Now, I’m the first to admit that this little plate is no great shakes as an example of the china-painter’s art. The colour has not been very skilfully applied, it is unglazed, and patches of blue are flaking off. Nor is the Coat of Arms completely true to the original granted posthumously to Mrs Cook in 1785.
The fluted edge and well of the plate have been painted an azure blue, imitating the colour of the shield on the original Coat of Arms. But the shield itself has been left white with a polar star in dark blue north and south (as opposed to gold on the original.) It has a square rather than scalloped upper edge, and is surrounded by a kind of blue mantling rather than flags, unlike the flags usually shown on depictions of Cook’s arms. The centre depicts the same hemisphere showing the Pacific Ocean, although the continents on the littoral are only crudely suggested. There is no red line showing the tracks of Cook’s three voyages, nor are the parallels of latitude or the meridians of longitude depicted.
Sadly, too, the crest and motto Circa Orbem (Around the Globe) and the main motto Nil Intentatum Reliquit (He left nothing unattempted) are both missing. In their place the artist, has put “The Arms of Capt. J. Cook” in black on a ribbon beneath the shield. The rim of the plate is inscribed: “Captain James Cook Royal Navy F.R.S. Britain’s greatest explorer and circumnavigator. He commanded H.M.B Endeavour on his Voyages. Died 1779”.
The artists has put his name on the inside rim of the plate near the end of the ribbon. His name appears to be J Hewings or possibly J Hewines.
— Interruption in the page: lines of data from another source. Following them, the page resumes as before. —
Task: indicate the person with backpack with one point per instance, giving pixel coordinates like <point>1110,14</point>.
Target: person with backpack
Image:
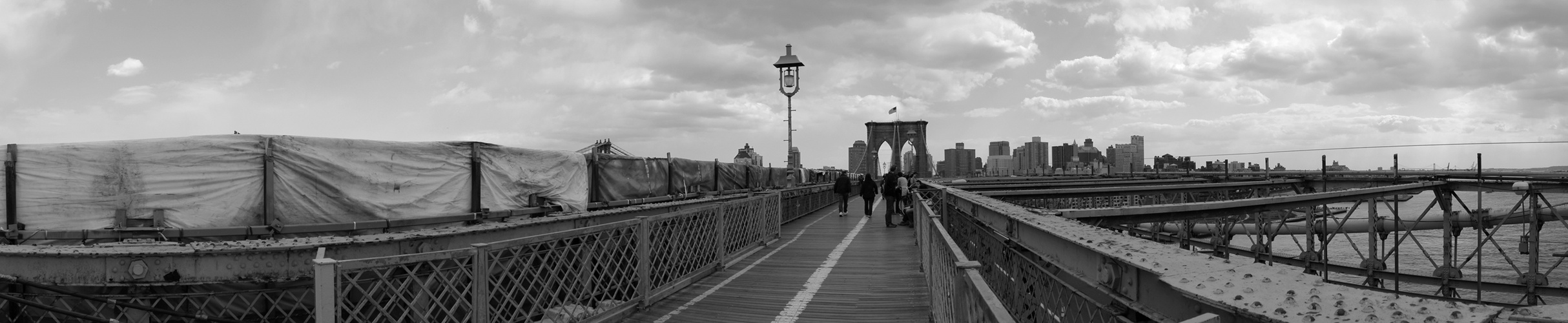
<point>892,193</point>
<point>843,187</point>
<point>869,193</point>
Of course, Cook commanded Endeavour only on his First Voyage, not all of them as the inscription says. He was in Resolution for the subsequent two voyages. But for all its faults of history, heraldry and artistry, I find the plate curiously charming in its naivety—even rather moving.
As the anniversary approaches of Endeavour’s departure from Plymouth in August 1768, the old arguments between indigenous and immigrant populations about Cook’s achievements are stirring again in the South Pacific nations that arose in his wake. In Australia, for example, there’s been quite a debate about certain statues of Cook that state he “discovered” the territories of New South Wales and elsewhere. These lands, obviously, were discovered by their first indigenous inhabitants, and their descendants have every right to feel they’ve been “rendered invisible” by those who give that honour to the Captain. There’s probably a good case for placing an addendum on such statues: but I think to rewrite the inscriptions or even remove the statues altogether would be folly. They speak to their time and the people who made them. Historical understanding, as the director of the National Museum of Australia, Dr Mathew Trinca has remarked, “proceeds through a process of accretion, not erasure”.2
Nevertheless, the debates do testify to the continuing potency of Captain Cook as a symbol for all people touched by the subsequent histories of his voyages. And so does this little blue plate, painted with a representation of Cook’s Coat of Arms.
Here, in a remote corner of a garage in a suburb, some 17,000 kilometres from Plymouth, was found the testament of someone who sought – imperfectly, but with deep sincerity – to express an admiration of Cook’s greatness as an explorer. And who understood that, from Cook’s first European charting of the eastern seaboard of New Holland, began the modern history of the nation we call Australia and which is now part of us. All of us. Together.
Anthony Hill
References
- Hill, Anthony. Captain Cook’s Apprentice. Penguin. 2008. See Cook’s Log, page 47, vol. 33, no. 1 (2010).
- The Australian 16-17 September, 2017. Page 19.